Fig. 2: Absorbance peak increases and shifts to higher wavelengths with
increasing refractive index. Ratio of ODλmax+80nm/λmax shows a
linear response with the change in refractive index.
Based on the observed signal to noise of the SoPRano™ gold nanorods,
the lower limit of detection of the analyte would be ~9kDa for a 50kDa ligand.
hSA was conjugated to Gold Nano Rods (GNRs) via the proteins' free amine using EDC and sulfo-NHS. Using the SPECTROstar Nano, the λmax of both systems were determined at a 1 nm resolution (see figure 1 as an example). Using the MARS data analysis software and calculation templates, ratiometric analysis was easily done (ΔRu = λmax+80nm/λmax) and binding constants were determined.
Fig. 3: Determining kinetics with MARS Data Analysis. Simulated data
sets with 10% random noise using the same association rate constant
(ka = 1e5 M-1s-1) but different dissociation rates (kds from 1e-2 to 1e-6 s-1).
Using MARS, the correct ka was returned for each data set (1e5 M-1s-1).
The standard error in the output kd increases only below 1e-5 s-1.
This demonstrates that systems with slower kds will require longer data collection time.
In figure 3, simulated data was used with 10% noise to show that the MARS data Analysis software can readily calculate kinetic binding rates. In figure 4, kinetic curves of hSA-GNRs binding to different concentrations of an hSA antibody were created from full spectral measurements.
Fig. 4: Human serum albumin was coupled to the SoPRano™ gold nanorods.
An antihuman albumin antibody was tested for binding. MARS Data Analysis
software was used to produce binding kinetics from the spectral kinetic data.
Using a one-site hyperbola binding fit and the last kinetic cycle when equilibrium is reached, a dose response curve can be created which gives the binding constant KD (not shown).
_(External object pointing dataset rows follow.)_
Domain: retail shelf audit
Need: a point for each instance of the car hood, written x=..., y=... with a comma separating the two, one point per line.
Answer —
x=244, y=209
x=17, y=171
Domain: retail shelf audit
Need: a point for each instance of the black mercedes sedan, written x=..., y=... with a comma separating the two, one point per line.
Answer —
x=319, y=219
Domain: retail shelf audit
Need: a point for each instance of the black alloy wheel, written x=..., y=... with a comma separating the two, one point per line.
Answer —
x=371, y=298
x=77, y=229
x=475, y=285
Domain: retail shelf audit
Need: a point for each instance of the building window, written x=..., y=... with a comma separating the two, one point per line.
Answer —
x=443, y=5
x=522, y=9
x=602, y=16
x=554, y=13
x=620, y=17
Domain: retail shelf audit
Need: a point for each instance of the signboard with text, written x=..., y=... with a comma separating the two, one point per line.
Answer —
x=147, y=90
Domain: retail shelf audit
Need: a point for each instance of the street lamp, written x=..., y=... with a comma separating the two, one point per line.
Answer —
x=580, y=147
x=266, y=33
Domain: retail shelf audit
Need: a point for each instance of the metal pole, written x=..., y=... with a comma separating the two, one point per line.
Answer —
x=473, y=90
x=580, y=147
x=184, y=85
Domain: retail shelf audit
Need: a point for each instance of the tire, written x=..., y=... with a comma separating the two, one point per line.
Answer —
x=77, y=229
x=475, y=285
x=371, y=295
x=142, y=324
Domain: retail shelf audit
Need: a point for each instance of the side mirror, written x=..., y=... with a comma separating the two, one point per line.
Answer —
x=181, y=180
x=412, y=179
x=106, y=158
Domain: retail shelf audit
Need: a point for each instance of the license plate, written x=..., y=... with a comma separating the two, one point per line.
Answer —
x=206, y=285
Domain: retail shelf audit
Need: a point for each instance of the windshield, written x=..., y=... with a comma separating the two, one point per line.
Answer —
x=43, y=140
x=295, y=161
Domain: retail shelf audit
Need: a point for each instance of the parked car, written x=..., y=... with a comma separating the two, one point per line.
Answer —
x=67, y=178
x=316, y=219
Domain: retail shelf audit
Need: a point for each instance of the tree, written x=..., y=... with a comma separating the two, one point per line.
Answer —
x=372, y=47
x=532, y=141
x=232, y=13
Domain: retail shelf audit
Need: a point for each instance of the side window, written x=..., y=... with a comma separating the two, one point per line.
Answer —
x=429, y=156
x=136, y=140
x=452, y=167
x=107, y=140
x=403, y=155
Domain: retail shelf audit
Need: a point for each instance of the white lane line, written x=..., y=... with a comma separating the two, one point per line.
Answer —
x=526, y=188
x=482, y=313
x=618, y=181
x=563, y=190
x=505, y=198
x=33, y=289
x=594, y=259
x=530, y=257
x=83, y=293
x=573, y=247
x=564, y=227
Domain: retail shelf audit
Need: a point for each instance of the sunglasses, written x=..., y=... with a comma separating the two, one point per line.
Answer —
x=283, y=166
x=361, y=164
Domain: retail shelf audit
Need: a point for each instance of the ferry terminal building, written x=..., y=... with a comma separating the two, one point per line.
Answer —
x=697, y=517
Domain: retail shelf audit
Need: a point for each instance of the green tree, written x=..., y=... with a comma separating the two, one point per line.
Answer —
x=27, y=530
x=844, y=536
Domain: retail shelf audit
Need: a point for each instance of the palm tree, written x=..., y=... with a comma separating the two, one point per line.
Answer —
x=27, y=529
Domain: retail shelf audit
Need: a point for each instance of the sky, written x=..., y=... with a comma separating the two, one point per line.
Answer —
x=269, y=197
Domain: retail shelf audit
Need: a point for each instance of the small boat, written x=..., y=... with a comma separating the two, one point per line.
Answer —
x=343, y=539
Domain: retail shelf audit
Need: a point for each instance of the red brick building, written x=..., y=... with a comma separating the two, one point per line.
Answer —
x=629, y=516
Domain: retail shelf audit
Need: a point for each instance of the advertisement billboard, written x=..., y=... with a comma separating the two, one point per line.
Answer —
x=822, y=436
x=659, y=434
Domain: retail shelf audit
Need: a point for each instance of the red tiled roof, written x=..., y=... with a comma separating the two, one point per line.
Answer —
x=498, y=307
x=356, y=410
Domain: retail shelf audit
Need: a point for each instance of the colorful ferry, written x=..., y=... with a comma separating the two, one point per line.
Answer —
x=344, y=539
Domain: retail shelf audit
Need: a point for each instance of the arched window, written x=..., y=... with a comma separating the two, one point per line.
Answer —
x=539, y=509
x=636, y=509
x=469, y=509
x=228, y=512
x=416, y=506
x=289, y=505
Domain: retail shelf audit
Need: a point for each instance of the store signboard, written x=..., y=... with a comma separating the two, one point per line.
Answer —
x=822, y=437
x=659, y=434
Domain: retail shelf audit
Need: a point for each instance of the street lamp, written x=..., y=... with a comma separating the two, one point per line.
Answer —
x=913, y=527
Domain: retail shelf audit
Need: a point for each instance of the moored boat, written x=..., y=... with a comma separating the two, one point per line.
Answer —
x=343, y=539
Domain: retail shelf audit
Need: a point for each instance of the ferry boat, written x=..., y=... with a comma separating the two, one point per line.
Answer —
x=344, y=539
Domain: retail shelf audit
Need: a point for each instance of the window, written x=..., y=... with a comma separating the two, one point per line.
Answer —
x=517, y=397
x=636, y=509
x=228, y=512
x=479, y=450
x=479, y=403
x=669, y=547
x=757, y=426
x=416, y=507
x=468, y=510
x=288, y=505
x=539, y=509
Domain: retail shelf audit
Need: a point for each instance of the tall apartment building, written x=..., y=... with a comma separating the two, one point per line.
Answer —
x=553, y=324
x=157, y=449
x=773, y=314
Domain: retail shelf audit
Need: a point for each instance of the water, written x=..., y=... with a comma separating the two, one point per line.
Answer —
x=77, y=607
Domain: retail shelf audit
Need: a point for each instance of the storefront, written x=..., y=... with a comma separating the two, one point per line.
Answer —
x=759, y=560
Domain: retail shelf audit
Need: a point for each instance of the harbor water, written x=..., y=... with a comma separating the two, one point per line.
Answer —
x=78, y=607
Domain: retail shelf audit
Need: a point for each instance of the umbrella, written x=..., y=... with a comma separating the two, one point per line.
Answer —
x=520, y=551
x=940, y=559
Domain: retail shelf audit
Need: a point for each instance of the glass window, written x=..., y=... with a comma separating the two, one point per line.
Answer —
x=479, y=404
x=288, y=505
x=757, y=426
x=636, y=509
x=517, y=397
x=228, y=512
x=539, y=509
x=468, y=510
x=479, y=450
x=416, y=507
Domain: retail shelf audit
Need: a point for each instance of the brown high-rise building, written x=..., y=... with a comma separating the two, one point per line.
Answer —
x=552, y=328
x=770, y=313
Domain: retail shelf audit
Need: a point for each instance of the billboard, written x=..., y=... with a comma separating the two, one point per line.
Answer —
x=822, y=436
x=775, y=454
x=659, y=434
The kinetic measurements were used to produce association (ka) and dissociation (kd) rates via a binding kinetic equation in the MARS Data Analysis software.
The label-free SoPRano™ assay from Pharma Diagnostics was performed on BMG LABTECH's SPECTROstar Omega and Nano microplate readers. This platform enables high-throughput, plate-based, homogeneous LSPR assays to be performed for the determination of protein-protein interactions. Using the SPECTROstar Omega and Nano, full spectra are quickly captured in less than one second per well. Full spectra are needed for the SoPRano™ assay to determine the shift in the λmax upon binding. MARS Data Analysis software easily allows for the ratiometric analysis that is needed for this assay. In addition, binding kinetics algorithms in the MARS Software allow for the determination of binding constants (KD) and binding rates (ka and kd).
BMG LABTECH spectrometer-based microplate readers include: SPECTROstar Nano, SPECTROstar Omega, FLUOstar Omega, POLARstar Omega, and PHERAstar FS. The SPECTROstar Nano also has a cuvette port which will aid in SoPRano™ label-free assay development.